English Heritage sent an advisor to Red House earlier this year to meet Dr Cookson and Kirklees Museums and Galleries staff and hear their views about the significance of Red House.
Dr Cookson has welcomed the upgrade and said while the new listing would not prevent Kirklees from selling Red House in the future, the restrictions now placed on the building would make it less appealing to potential buyers.
The reasons for the upgrade are its Georgian architecture; literary interest as Charlotte Brontë featured Red House in her novel Shirley; historic interest as it was the home of radical feminist Mary Taylor, and industrial interest because of its connections with the woollen cloth industry.
Mrs Marsden, who is also a member of Friends of Red House, was delighted but also urged caution. “It gives us more power to apply for grants, but its future is still very vulnerable,” she said..
The Advocate is thrilled that Drew Lamonica Arms is one of the contributors of the new Cambridge University Press book The Brontës in Context, edited by Marianne Thormählen:
Drew Lamonica Arms, LSU director of fellowship advising and professional-in-residence in the LSU Honors College, was selected as one of 36 top Brontë scholars who wrote about the literary work of the Brontë family for The Brontës in Context, available in January 2013 from Cambridge University Press [already available in the UK].
“My chapter considers the influence of the Brontës’ sibling relationships on their writing,” Arms said. “They wrote as a family, commenting on each other’s work throughout their lives. I explore how this essential writing relationship is reflected in their publication history and their literary constructions of family. I’m honored to be included among the scholars in The Brontës in Context.”
Very few families produce one outstanding writer; the Brontë family produced three. The works of Charlotte, Emily and Anne remain immensely popular and are increasingly being studied in relation to the surroundings and wider context that formed them. The 42 new essays in this book tell “the Brontë story” as it has never been told before, drawing on the latest research and the best available scholarship while offering new perspectives on the writings of the sisters.
A section on Brontë criticism traces their reception to the present day.
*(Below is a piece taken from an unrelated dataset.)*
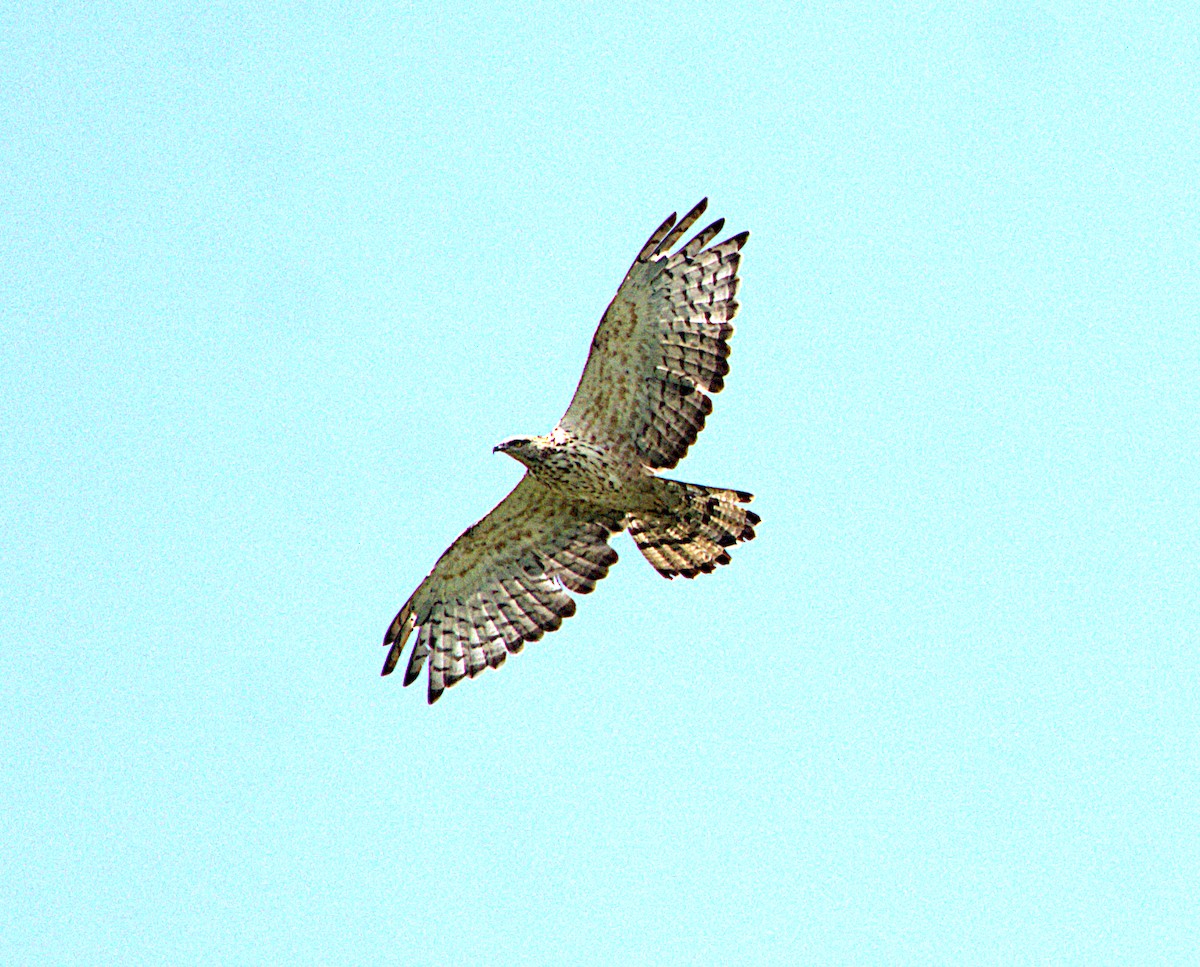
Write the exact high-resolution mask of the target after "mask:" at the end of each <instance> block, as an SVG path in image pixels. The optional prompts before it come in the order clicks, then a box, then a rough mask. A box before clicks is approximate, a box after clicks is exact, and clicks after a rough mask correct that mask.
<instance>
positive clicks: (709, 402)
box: [559, 199, 750, 469]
The works of the sisters are explored in the context of social, political and cultural developments in early 19th-century Britain, with attention given to religion, education, art, print culture, agriculture, law and medicine. Crammed with information, The Brontës in Context shows how the Brontës’ fiction interacts with the spirit of the time, suggesting reasons for its enduring fascination.
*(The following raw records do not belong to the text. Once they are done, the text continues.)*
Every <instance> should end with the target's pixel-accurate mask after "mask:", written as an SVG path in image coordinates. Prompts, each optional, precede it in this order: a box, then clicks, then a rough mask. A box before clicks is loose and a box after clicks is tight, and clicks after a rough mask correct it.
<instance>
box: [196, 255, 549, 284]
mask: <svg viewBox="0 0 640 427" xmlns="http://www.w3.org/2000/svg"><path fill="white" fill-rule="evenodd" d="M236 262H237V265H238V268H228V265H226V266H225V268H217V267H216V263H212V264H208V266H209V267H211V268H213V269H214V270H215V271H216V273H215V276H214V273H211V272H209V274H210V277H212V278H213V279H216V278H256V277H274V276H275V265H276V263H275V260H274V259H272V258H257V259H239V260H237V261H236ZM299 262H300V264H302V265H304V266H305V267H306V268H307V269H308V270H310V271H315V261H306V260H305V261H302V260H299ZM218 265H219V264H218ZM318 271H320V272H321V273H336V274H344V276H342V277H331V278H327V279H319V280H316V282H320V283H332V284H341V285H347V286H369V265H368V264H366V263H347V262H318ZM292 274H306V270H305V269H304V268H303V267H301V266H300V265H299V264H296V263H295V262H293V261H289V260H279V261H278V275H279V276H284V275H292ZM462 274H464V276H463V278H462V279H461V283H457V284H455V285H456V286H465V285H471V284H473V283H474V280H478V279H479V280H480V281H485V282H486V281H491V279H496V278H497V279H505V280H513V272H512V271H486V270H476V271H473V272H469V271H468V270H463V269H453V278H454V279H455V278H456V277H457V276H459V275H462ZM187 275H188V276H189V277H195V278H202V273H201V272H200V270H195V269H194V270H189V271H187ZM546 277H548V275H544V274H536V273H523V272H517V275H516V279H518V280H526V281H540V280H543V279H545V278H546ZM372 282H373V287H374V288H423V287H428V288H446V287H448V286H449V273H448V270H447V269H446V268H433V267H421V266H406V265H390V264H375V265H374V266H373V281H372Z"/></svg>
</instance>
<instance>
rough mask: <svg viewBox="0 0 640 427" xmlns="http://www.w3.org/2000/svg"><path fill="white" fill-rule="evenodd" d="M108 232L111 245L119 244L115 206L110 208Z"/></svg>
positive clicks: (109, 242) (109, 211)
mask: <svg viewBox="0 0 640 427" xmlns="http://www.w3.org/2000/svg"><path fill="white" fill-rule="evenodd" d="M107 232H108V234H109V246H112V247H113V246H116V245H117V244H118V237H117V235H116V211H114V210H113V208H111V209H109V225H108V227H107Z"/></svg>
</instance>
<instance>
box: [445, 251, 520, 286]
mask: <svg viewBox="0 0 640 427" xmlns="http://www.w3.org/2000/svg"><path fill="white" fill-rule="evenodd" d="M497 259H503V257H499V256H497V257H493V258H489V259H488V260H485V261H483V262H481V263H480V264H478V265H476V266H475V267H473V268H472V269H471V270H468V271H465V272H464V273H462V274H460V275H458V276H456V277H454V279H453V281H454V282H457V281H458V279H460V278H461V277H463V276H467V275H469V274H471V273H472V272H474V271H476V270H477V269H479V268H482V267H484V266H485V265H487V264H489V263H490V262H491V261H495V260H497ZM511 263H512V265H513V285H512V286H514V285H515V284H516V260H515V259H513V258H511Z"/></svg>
Missy Writes interviews the writer Jessie B Tyson:
MF: . If you could jump into a book, and live in that world … which would it be?
JBT: I’m undecided. Fantasy fiction, with elves and earth spirits or Wuthering Heights.
Jottings from Jan posts about Agnes Grey; Les Lectures de Cachou (in French) reviews Sheila Kohler's Being Jane Eyrebloginglesestefania posts about Wuthering Heights; Kiss the Book reviews briefly Wish You Were Eyre; JennifersLevin reviews Wuthering Heights 2011.